Am 26. August schickte der Tech-Milliardär einen Brief an Jim Jordan, den Vorsitzenden des Justizausschusses des Repräsentantenhauses, in dem er seine Bedenken hinsichtlich der Inhaltsmoderation auf sozialen Medienplattformen äußerte.
Zuckerberg erklärte, dass hochrangige Beamte der Regierung von Präsident Joe Biden im Jahr 2021 wiederholt Druck auf das Unternehmen ausgeübt haben, bestimmte COVID-19-Informationen zu zensieren, darunter Humor und Satire.
Obwohl er zugab, dass es letztendlich die Entscheidung des Meta-Teams war, diese Inhalte zu zensieren, gab er an, dass mit dem heutigen Wissen und den Informationen einige Entscheidungen anders getroffen worden wären.
„Ich bin der Meinung, dass der Druck der Regierung falsch war, und ich bedauere, dass wir uns damals nicht stärker ausgesprochen haben“, sagte er. „Ich glaube, dass wir unsere Inhaltsstandards niemals unter dem Druck irgendeiner Regierung anpassen sollten, egal in welche Richtung.“
Zuckerbergs Brief sorgte für viele Reaktionen in den sozialen Medien, insbesondere von Menschen, die die Meinungsfreiheit hoch schätzen.
Gabor Gurbacs, Direktor für Digital Asset Strategy bei VanEck, teilte den Brief auf X und drückte seine Zufriedenheit darüber aus, dass Zuckerberg diese Angelegenheit öffentlich gemacht hatte. Er betonte, dass jeder Beamte, der Medienunternehmen illegal unter Druck gesetzt hat, ihre Nutzer zu zensieren, namentlich genannt, untersucht und vor Gericht gestellt werden sollte.
„Die Menschen haben genug davon. Die Regierung kontrolliert die Meinungsfreiheit nicht. Die Erde ist kein Gefängnis und sie sind nicht unsere Wärter“, fügte er hinzu.
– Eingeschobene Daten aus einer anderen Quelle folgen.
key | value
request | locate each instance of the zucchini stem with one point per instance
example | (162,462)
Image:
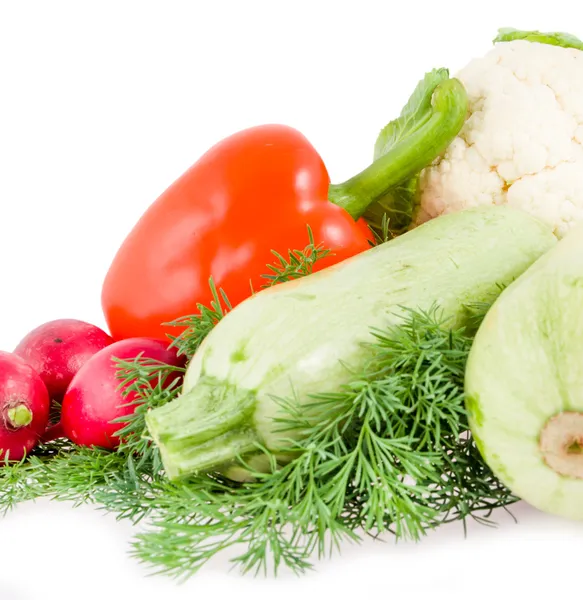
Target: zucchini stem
(206,428)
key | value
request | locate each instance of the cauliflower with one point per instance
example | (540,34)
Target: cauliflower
(522,141)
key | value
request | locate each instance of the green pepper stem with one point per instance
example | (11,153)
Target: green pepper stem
(18,416)
(408,156)
(204,429)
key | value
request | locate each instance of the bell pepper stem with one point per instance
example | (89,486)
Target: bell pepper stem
(18,416)
(408,156)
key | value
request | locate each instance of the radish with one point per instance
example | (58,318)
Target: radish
(58,349)
(24,407)
(94,397)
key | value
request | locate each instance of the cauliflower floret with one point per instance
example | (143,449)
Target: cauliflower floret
(522,143)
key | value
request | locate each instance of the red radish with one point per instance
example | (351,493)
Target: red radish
(94,398)
(58,349)
(24,407)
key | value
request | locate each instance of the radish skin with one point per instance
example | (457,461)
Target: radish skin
(58,349)
(24,407)
(94,397)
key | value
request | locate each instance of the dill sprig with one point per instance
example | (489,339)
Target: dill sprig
(197,326)
(390,453)
(146,383)
(299,263)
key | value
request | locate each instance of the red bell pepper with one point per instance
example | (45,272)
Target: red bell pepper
(252,193)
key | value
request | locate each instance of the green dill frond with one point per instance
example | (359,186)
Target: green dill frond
(299,263)
(196,327)
(389,453)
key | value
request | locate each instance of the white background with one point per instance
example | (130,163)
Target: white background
(102,105)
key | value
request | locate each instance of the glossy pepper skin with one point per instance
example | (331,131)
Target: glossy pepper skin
(257,191)
(254,192)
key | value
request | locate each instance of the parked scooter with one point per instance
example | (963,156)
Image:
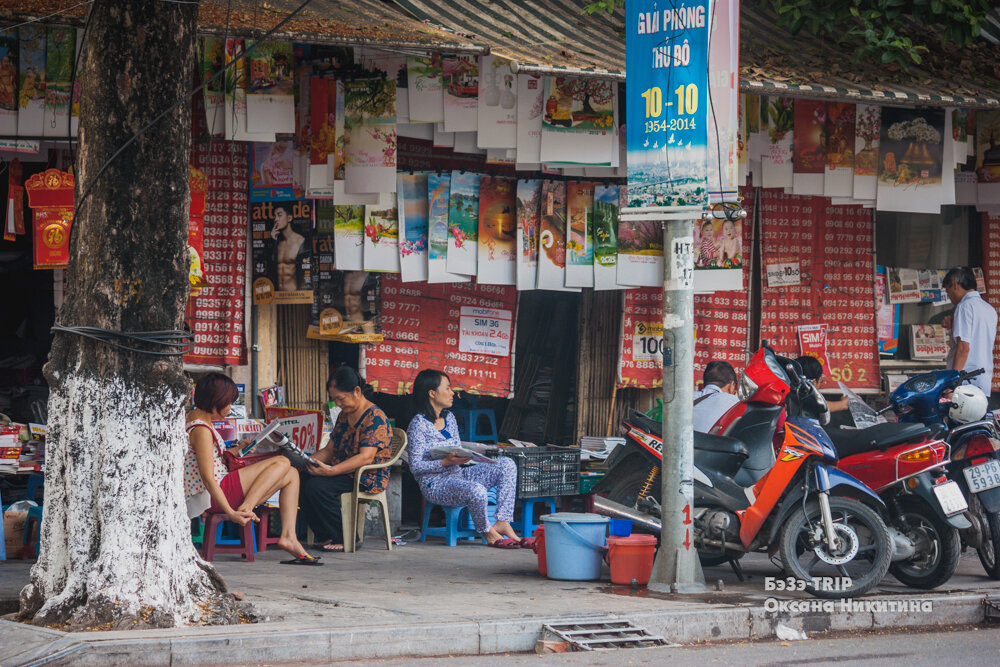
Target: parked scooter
(972,436)
(820,519)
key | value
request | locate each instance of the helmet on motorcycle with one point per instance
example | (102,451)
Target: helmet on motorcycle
(968,403)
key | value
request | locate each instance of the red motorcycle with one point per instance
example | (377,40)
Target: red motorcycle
(904,464)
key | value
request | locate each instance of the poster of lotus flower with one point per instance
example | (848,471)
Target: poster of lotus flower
(381,240)
(370,136)
(411,192)
(463,224)
(910,160)
(529,194)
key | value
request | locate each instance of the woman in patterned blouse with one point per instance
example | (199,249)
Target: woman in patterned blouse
(360,437)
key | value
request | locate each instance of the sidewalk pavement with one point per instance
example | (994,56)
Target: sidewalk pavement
(431,600)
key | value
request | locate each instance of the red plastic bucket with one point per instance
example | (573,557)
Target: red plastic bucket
(539,549)
(631,558)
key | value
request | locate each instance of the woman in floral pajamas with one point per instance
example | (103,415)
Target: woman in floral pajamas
(445,481)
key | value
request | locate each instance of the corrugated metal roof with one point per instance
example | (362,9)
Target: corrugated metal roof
(555,35)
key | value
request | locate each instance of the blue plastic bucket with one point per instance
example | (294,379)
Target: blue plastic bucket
(574,545)
(619,527)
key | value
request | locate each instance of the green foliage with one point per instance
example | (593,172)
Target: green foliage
(876,26)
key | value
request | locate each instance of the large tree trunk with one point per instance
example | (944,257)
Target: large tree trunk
(115,542)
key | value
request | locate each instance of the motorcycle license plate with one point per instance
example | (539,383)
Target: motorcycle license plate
(950,496)
(983,476)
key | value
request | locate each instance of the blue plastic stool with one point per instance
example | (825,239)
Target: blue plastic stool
(527,523)
(452,530)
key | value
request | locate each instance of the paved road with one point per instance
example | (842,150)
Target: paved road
(968,647)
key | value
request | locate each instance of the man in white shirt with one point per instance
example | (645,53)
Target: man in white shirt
(973,328)
(717,396)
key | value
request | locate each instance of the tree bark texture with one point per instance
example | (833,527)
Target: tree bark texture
(115,541)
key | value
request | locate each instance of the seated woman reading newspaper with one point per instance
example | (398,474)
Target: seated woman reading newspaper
(444,481)
(208,485)
(360,437)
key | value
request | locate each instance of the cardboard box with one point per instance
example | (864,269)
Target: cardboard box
(13,531)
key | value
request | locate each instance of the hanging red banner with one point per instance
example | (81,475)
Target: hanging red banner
(425,326)
(832,248)
(50,196)
(216,313)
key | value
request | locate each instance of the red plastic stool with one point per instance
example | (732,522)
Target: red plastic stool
(263,539)
(209,548)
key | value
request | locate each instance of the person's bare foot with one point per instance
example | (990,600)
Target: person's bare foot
(292,546)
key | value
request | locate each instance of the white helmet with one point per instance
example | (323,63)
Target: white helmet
(968,404)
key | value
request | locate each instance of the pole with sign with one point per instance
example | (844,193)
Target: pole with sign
(667,144)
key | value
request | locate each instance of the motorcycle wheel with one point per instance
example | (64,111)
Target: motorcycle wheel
(938,548)
(861,531)
(990,547)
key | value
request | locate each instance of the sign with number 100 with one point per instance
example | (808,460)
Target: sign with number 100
(666,49)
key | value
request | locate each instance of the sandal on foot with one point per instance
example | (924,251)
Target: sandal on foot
(304,559)
(505,543)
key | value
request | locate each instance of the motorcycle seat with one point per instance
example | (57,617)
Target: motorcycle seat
(848,442)
(719,444)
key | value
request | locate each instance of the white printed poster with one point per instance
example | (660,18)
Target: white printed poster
(463,224)
(529,120)
(529,193)
(461,93)
(426,92)
(412,196)
(381,249)
(867,132)
(497,110)
(485,331)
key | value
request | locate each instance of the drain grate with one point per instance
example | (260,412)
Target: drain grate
(602,634)
(991,609)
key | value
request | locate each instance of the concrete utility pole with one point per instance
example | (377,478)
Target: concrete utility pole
(677,568)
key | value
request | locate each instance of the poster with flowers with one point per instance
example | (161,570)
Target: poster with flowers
(60,48)
(369,136)
(868,131)
(778,121)
(809,143)
(529,194)
(461,93)
(497,107)
(497,231)
(31,94)
(552,238)
(580,241)
(838,179)
(530,89)
(348,237)
(411,191)
(438,210)
(605,230)
(910,160)
(578,120)
(270,89)
(381,242)
(426,92)
(463,224)
(988,157)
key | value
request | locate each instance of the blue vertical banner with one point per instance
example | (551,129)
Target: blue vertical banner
(666,47)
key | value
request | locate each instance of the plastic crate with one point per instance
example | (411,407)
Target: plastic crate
(543,471)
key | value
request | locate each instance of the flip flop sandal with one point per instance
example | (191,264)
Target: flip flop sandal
(505,543)
(304,559)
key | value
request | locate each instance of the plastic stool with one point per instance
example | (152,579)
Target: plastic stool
(452,531)
(263,539)
(30,549)
(470,424)
(527,522)
(214,544)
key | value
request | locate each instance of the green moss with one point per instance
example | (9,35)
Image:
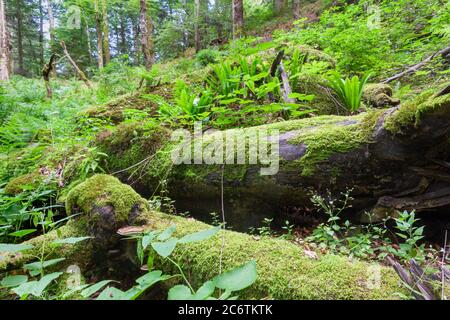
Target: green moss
(379,95)
(103,190)
(410,113)
(284,270)
(23,182)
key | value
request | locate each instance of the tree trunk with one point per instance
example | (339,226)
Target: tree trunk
(146,29)
(51,21)
(296,9)
(106,51)
(41,35)
(394,159)
(5,54)
(238,18)
(80,73)
(285,271)
(197,27)
(98,26)
(21,68)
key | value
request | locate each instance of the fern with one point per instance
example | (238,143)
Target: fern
(349,91)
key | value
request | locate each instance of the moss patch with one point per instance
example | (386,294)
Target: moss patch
(409,114)
(23,182)
(284,270)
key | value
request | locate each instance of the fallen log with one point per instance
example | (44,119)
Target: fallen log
(285,271)
(377,154)
(419,65)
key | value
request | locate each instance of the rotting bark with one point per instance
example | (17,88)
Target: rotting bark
(285,271)
(392,159)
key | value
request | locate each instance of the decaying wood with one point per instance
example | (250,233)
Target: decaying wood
(46,73)
(416,67)
(80,73)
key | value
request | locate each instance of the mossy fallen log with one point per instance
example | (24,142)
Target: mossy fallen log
(393,159)
(285,271)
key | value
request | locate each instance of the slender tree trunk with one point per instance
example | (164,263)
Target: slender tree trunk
(296,9)
(238,18)
(146,35)
(51,21)
(5,55)
(41,35)
(106,51)
(98,26)
(197,27)
(75,66)
(21,68)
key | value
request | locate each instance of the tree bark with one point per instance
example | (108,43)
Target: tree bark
(146,29)
(288,272)
(238,18)
(296,9)
(197,27)
(98,27)
(5,53)
(105,27)
(390,163)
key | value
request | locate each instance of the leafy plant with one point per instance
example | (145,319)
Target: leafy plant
(349,91)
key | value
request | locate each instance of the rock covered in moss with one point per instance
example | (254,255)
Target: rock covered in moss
(379,95)
(107,205)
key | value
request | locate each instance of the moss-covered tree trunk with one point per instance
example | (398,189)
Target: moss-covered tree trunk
(393,159)
(285,270)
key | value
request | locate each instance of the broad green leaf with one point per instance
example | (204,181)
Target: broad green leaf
(13,248)
(199,236)
(36,288)
(238,278)
(73,240)
(179,292)
(13,281)
(86,293)
(164,249)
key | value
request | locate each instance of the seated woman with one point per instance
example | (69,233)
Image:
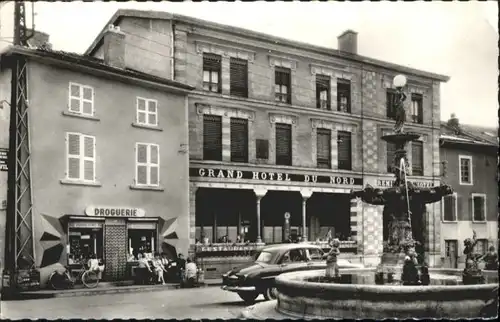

Auch Tech-Milliardär Elon Musk reagierte positiv auf Zuckerbergs Brief. Er betonte, dass seine Social-Media-Plattform X „wirklich dazu gedacht ist, alle Standpunkte innerhalb der Grenzen der Gesetze der Länder zu unterstützen.“ Musk nannte Zuckerbergs Ausdruck des Bedauerns „einen Schritt in die richtige Richtung.